Dada Nangong Wumei bergetar hebat, ia sendiri pun tak percaya—dia sudah terluka separah ini, masih saja memikirkan agar dirinya disembuhkan?
Aturan Gongyu Qingjun sangat kejam, jika beberapa orang berhasil melewati jebakan sekaligus, ia hanya akan menyelamatkan satu dari mereka, sementara yang lain harus mengulang masuk ke dalam jebakan, jika berhasil keluar hidup-hidup, baru ia akan mempertimbangkan untuk mengobati.
Nangong Wumei melangkah masuk ke rumah bambu dengan gaun merah dan wajah sangat jelek, lalu menatap sekilas pria berbaju putih yang tengah serius memainkan kecapi.
Jubahnya seputih salju, tanpa noda sedikit pun, rambut hitam panjang menjuntai di bahu, memancarkan pesona lembut dan berwibawa. Wajah tampannya tersenyum namun menyiratkan kesedihan. Inilah Gongyu Qingjun, tampak lembut dan santun, tapi di dalamnya penuh kelicikan dan kejam.
Kalau tidak, mana mungkin ia membuat aturan penyelamatan yang sekejam itu?
“Bagaimana kau bisa mengetahui pola jebakanku?” Gongyu Qingjun tersenyum tipis, menatap Nangong Wumei layaknya seekor rubah.
“Jika kau menyelamatkannya, akan kuceritakan padamu.”
Nangong Wumei membantu Baili Mingchuan duduk di satu-satunya kursi panjang di rumah itu, di atasnya terhampar bulu rubah putih bersih. Pria itu sudah tampak linglung akibat banyak kehilangan darah.
“Turun kau!”
Gongyu Qingjun langsung berdiri dari meja kecapi, auranya menggelegar hingga membuat Baili Mingchuan terlempar jatuh.
“Siapa yang mengizinkanmu duduk di situ?”

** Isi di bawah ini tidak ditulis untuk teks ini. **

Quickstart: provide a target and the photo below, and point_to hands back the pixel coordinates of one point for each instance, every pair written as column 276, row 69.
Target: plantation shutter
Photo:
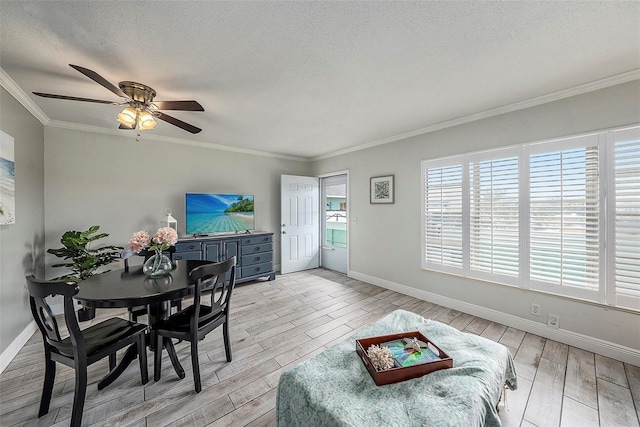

Melihat bulu rubah putih yang ternoda darah, wajah tampan Gongyu Qingjun langsung menegang, namun Baili Mingchuan justru tersadar kembali karena guncangan itu.
“Aku suruh kau sembuhkan racun perempuan ini, kenapa malah berteriak?”
Suaranya tetap bergetar, namun soal watak, Baili Mingchuan tak akan pernah mengalah.
Tangan Nangong Wumei yang menopang Baili Mingchuan menggenggam lebih erat, ia tak mengerti, bukankah kursi itu memang untuk mengobati orang?
“Minggir, aku tak ingin menyelamatkan siapa pun.”
Gongyu Qingjun entah dari mana mengeluarkan sapu tangan putih bersih, lalu dengan kasar menghapus bercak darah di bulu rubah, tangannya bergetar hebat setiap kali menyeka!